LinuxQuestions.org - wget - downloading files from a directory

- Linux - General (https://www.linuxquestions.org/questions/linux-general-1/)

- - wget - downloading files from a directory (https://www.linuxquestions.org/questions/linux-general-1/wget-downloading-files-from-a-directory-642016/)

wget - downloading files from a directory

Hello, i'd appreciate if somebody could help me with this.
What i'm trying to do is this:

download all files from a directory on a web-server (no subfolders and their contents; no upper-level folder contents)
e.g.

Code:

http://url/dir/subdir/one/two

                ^only files from this one

I've been struggling with this for quite a long time and tried probably all combinations with -r --no-parent -l# -A -R switches (reasonable and stupid combinations) - i can't figure this out. I've read man pages and different online how-to's.

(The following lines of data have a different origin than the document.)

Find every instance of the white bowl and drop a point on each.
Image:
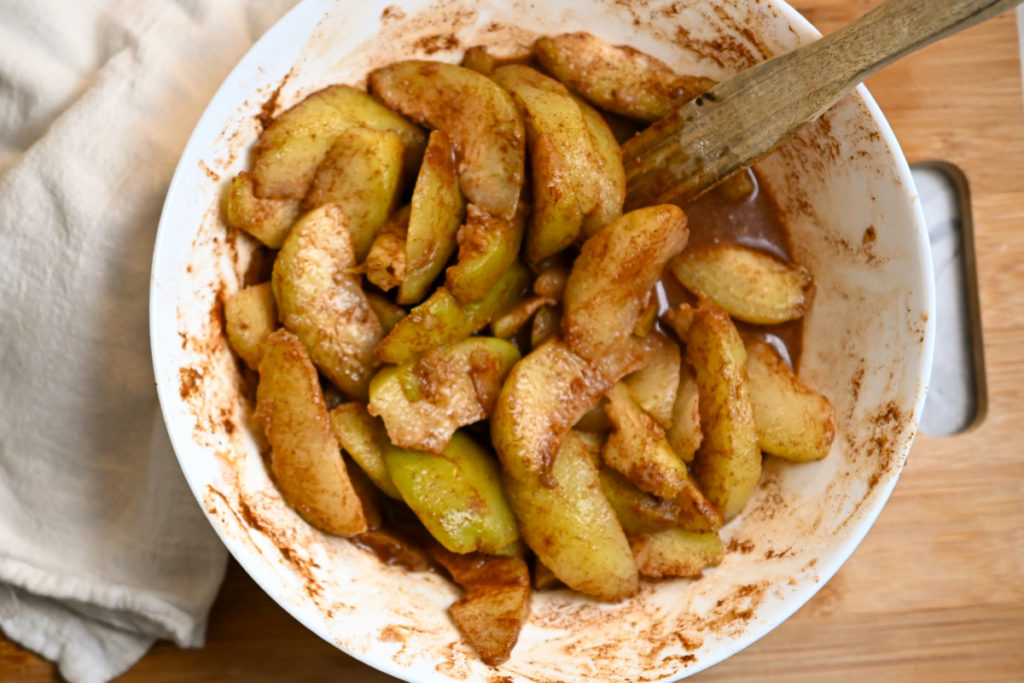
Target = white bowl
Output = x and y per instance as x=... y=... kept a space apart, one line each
x=851 y=205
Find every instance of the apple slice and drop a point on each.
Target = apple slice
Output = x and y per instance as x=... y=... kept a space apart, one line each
x=477 y=116
x=290 y=150
x=321 y=300
x=305 y=457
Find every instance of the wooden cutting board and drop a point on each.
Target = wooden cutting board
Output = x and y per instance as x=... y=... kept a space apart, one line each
x=936 y=591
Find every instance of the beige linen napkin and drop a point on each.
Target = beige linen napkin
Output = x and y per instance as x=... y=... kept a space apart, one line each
x=102 y=548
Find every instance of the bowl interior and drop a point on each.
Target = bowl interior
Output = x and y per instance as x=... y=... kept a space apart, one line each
x=852 y=210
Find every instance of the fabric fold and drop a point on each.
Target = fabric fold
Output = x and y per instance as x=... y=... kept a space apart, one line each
x=103 y=549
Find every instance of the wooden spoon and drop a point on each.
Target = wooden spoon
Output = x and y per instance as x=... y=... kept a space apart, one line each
x=742 y=119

I'm about to give up on wget :))) Here's the practical question:

download all files from this(vamps) directory.(probably 1-1.5 megs at most)

Code:

http://http.us.debian.org/debian/pool/main/v/vamps/

I don't mind if it builds the tree of folders before vamps as long as only the files of vamps are saved. Does anybody know how to do this with wget?

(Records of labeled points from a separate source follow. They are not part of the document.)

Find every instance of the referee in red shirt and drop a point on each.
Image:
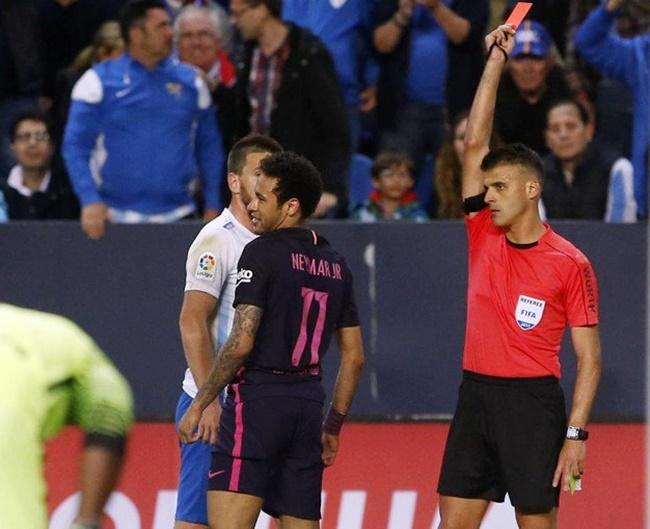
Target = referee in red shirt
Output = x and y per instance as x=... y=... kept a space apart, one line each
x=510 y=432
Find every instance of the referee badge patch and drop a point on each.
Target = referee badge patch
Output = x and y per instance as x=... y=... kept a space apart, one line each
x=205 y=267
x=529 y=312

I hope it's possible! Thanks in advance

Have you tried setting the recursion depth --level=0 this should prevent any recursion,
also -nd will tell it no directories on the local machine.

Thanks for replying. I have used -l0, and -nd..
Right now my command looks like this:

Code:

wget -r -l0 -nd --no-parent -A "vamps*" -R ".*" http://http.us.debian.org/debian/pool/main/v/vamps/

And it does download all files from vamps, but it goes on to vala, valgrind and other subdirs of /v and downloads their index.html's but for each one it says(after it gets it):

"Removing index.html since it should be rejected" // thus my -A and -R filters

Even though i do end up only with vamps files downloaded(SOME progress, at least), why does it go on downloading upper folders' index.html's and then rejecting them?.. The only way to stop it is Ctr-C when you notice too many "Removing..." lines flicking by..

I'm not sure, but since you have -A "vamps*" and that is all you want, I don't think
you need the -R, try removing that and moving the --no-parent to the very last option.

From the directory where you want the files to be downloaded to:

Quote:

wget -nH --cut-dirs=4 --level=0 http://http.us.debian.org/debian/pool/main/v/vamps/

-nH will remove 'http.us.debian.org' and
--cut-dirs=5 will remove 'debian/pool/main/v/vamps' from the downloaded file names.

Thanks for replies guys.

Quote:

Originally Posted by allend (Post 3152857)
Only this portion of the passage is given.